A decade ago, she attended an Open House at URI’s Alan Shawn Feinstein College of Continuing Education in Providence and found people welcoming and encouraging. “I’m ready,” she said and signed up to take one class a semester.

“I knew that I would earn a baccalaureate. I was always a history buff. Owen focuses on fiction,” she says of her husband of nearly 58 years.

“Math was my Waterloo,” she says. She saved math for her last course and planned to take it twice, figuring she’d probably flunk it the first time. She wisely sought help at the college’s Academic Center. Bill Briden, adjunct math professor, became her tutor and taught the class.

“I told him I was going to be the biggest challenge of his life,” she says. “He was so kind and told me that if I was willing, I could do it. I asked the kids to keep Dr. Briden in their prayers.”

She studied at the Warwick Public Library, away from phones and interruptions. “You have to have silence. Silence is rejuvenating. That’s where you can get your inner strength. I studied for my nursing degree in the cellar. Set my alarm clock for 5 o’clock in the morning. It was just me, the washing machine, and the dryer. I got the kids up at 6.”

Mahony says May is the biggest month of the year for her and Owen. “Graduations, first Communions, Confirmations, recitals, class plays, and awards nights. It’s huge.”

And then there’s her URI graduation. “I have the good fortune of good health,” she says. “And tremendous support from my husband and children.”

She won’t be the first Mahony to graduate from URI. Sons Tim, Mike, and Tom earned degrees from URI in 1979, 1989, and 1994 respectively.
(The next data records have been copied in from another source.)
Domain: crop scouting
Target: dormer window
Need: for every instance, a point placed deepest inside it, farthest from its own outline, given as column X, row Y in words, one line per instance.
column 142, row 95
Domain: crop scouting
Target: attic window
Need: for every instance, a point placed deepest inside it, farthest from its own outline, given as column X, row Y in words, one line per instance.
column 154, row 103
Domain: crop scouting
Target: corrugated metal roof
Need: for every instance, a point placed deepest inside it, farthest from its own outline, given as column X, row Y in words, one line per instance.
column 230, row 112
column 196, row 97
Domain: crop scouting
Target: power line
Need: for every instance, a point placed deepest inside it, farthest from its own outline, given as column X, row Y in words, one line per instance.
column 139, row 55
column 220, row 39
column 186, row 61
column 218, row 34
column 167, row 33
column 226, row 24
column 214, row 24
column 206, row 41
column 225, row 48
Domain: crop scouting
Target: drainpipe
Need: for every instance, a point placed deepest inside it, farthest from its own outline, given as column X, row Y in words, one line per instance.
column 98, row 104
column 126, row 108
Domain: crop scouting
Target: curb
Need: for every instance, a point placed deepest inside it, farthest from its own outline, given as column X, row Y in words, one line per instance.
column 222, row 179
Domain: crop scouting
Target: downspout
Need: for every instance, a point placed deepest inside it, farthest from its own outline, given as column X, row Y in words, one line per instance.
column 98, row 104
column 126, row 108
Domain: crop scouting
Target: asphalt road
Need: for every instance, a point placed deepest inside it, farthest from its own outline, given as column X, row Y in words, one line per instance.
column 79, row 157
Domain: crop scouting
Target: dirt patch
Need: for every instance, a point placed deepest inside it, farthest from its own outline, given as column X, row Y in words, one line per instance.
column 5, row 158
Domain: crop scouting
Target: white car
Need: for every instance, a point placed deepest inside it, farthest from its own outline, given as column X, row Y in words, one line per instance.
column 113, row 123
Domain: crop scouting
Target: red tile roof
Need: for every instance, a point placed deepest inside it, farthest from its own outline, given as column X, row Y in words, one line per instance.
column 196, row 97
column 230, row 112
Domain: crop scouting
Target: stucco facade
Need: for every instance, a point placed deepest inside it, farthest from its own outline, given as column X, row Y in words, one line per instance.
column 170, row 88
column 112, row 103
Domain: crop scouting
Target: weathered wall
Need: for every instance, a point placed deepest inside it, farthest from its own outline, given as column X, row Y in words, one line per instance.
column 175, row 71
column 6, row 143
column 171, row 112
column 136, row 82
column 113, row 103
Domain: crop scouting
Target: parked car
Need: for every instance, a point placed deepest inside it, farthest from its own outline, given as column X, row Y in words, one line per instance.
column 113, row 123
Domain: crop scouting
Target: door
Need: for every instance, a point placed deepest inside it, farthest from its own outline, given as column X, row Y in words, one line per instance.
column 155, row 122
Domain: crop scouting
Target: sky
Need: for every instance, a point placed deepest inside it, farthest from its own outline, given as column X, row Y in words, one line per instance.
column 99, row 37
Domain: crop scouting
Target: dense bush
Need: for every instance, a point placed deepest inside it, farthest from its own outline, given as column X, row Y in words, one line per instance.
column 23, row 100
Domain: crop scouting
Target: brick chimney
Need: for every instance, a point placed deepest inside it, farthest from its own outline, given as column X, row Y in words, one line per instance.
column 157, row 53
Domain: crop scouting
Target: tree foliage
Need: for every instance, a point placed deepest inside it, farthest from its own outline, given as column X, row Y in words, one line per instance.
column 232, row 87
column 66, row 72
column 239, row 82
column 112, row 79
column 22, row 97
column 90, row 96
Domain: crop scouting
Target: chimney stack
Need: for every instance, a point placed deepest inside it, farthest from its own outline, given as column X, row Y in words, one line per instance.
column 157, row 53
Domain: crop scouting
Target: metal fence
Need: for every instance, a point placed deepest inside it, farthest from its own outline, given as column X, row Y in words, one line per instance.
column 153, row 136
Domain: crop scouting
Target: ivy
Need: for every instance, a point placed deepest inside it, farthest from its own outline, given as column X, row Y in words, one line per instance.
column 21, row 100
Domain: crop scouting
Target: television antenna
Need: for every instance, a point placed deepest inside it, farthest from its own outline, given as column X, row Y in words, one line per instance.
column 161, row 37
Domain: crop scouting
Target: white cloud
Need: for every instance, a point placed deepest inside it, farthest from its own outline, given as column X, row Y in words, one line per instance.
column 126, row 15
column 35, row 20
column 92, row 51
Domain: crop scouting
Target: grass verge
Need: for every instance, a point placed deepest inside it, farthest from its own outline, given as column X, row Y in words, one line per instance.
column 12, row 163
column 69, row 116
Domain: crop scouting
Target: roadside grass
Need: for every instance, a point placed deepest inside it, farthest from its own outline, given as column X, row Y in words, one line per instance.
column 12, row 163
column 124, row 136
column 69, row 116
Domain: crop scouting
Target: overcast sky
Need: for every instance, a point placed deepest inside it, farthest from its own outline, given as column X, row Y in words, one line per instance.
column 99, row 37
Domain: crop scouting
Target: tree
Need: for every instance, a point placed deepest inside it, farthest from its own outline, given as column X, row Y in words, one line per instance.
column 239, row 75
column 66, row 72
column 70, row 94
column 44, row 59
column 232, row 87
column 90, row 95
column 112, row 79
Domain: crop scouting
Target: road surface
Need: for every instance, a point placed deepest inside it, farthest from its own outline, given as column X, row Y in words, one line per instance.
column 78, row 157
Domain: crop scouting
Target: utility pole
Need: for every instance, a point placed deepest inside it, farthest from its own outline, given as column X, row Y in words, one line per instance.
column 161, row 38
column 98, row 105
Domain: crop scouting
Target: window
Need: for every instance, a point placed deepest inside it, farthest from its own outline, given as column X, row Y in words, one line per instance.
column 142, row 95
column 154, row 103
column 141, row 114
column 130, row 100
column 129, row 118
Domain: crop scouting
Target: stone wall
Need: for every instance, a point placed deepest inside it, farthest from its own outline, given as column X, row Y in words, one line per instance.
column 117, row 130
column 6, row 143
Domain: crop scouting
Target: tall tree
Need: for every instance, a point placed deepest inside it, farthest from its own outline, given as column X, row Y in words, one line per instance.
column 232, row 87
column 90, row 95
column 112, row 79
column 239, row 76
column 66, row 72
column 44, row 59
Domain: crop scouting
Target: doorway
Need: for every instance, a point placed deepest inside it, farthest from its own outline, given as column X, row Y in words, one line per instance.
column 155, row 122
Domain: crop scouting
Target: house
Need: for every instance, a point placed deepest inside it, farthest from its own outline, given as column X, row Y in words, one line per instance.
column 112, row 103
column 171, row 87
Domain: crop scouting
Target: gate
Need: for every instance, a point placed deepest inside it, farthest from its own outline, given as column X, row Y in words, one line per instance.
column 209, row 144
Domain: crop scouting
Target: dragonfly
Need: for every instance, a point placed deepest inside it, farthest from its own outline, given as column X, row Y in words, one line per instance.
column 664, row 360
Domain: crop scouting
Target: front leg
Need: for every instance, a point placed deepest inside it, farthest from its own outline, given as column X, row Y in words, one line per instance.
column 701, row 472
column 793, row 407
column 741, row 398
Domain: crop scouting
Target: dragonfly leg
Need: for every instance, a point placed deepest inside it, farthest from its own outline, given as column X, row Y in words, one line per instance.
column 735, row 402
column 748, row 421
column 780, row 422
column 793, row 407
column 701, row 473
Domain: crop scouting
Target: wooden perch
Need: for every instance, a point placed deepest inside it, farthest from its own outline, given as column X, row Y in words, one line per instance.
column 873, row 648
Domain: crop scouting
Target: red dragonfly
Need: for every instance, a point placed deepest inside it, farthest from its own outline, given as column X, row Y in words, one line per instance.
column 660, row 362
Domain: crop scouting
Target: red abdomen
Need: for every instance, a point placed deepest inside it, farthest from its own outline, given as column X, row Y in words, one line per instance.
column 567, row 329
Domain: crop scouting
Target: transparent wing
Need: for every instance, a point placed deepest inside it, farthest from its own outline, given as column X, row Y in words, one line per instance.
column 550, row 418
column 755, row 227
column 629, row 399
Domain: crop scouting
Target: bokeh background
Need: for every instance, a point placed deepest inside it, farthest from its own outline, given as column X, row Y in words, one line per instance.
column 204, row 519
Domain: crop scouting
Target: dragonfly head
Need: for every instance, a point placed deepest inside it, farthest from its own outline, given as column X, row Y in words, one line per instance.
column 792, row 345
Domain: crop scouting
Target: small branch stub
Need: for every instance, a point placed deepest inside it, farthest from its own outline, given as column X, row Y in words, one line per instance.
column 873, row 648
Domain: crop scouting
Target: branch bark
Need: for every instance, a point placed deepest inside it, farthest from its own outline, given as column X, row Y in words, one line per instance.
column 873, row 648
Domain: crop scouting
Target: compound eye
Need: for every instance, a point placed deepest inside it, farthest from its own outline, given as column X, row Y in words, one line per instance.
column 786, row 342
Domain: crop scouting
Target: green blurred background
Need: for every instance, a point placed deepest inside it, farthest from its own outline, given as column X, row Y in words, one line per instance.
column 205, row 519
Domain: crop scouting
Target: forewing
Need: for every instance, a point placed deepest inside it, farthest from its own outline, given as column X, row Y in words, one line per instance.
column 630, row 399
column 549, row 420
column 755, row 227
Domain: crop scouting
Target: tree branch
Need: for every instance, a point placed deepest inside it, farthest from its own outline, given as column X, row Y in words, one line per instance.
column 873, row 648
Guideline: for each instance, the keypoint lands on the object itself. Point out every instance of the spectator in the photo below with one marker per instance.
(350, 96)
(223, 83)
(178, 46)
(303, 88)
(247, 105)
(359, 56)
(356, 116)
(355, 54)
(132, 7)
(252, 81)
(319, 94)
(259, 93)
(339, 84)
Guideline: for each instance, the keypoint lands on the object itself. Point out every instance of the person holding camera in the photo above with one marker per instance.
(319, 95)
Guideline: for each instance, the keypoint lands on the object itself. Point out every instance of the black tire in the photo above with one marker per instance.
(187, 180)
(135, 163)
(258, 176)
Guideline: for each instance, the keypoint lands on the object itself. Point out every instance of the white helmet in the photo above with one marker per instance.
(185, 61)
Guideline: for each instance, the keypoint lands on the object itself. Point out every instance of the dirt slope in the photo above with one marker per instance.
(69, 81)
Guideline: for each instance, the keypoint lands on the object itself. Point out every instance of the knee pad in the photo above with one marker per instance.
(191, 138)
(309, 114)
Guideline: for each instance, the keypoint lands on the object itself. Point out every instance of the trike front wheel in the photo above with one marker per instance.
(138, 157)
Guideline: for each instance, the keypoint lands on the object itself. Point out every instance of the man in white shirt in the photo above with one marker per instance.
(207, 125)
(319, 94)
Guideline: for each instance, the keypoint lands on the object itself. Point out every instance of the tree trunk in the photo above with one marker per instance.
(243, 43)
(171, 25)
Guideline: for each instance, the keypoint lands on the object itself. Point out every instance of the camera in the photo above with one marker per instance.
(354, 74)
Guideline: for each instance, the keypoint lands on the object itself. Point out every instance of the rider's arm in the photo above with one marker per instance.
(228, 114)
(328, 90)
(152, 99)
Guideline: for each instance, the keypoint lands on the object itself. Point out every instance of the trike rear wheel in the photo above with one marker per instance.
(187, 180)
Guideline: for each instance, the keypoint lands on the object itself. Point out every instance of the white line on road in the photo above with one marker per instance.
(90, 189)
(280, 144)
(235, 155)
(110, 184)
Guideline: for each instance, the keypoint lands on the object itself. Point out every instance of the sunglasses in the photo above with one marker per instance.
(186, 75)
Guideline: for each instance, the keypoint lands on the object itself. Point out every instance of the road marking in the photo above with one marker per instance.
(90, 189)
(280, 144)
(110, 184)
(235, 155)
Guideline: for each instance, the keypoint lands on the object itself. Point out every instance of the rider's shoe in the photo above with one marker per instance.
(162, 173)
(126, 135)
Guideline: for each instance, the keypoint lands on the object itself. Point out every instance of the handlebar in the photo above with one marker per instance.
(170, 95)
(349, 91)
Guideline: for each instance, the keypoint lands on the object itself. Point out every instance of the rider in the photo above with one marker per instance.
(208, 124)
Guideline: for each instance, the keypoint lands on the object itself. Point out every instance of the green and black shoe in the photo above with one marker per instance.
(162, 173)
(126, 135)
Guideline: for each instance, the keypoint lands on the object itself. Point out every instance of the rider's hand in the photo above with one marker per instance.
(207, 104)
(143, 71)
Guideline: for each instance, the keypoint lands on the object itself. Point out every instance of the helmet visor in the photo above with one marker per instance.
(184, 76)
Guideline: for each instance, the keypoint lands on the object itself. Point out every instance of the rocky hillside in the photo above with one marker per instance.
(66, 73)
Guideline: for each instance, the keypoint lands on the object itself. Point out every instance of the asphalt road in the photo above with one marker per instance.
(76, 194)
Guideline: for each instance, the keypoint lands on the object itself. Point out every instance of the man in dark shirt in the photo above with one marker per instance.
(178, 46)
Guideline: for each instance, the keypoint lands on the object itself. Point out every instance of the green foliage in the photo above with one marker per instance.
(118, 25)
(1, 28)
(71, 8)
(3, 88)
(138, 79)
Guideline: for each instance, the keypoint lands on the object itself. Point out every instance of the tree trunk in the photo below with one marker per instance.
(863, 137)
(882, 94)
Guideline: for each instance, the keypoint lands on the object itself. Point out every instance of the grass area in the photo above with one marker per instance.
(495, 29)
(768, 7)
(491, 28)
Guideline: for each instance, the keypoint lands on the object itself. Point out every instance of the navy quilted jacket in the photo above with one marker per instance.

And she has another connection to URI. Her niece, Lisa Harlow, is a professor of psychology. “ I have never known anyone to match the sparkling spirit of my Aunt Teresa,” says Harlow. “Her zest for life and learning is endless and contagious. She is the keeper of great stories and wisdom in our extended family of more than 180 relatives. No day is too long, nor time too short, for Teresa to stop everything for the opportunity of an engaging visit over a hot cup of tea. She is quite remarkable and has a generous knack for making others feel the same way.”

So what’s the history graduate’s next plan? “I’m giving myself 10 years to learn how to play the piano. The children all took lessons, but I never did,” she says with a laugh.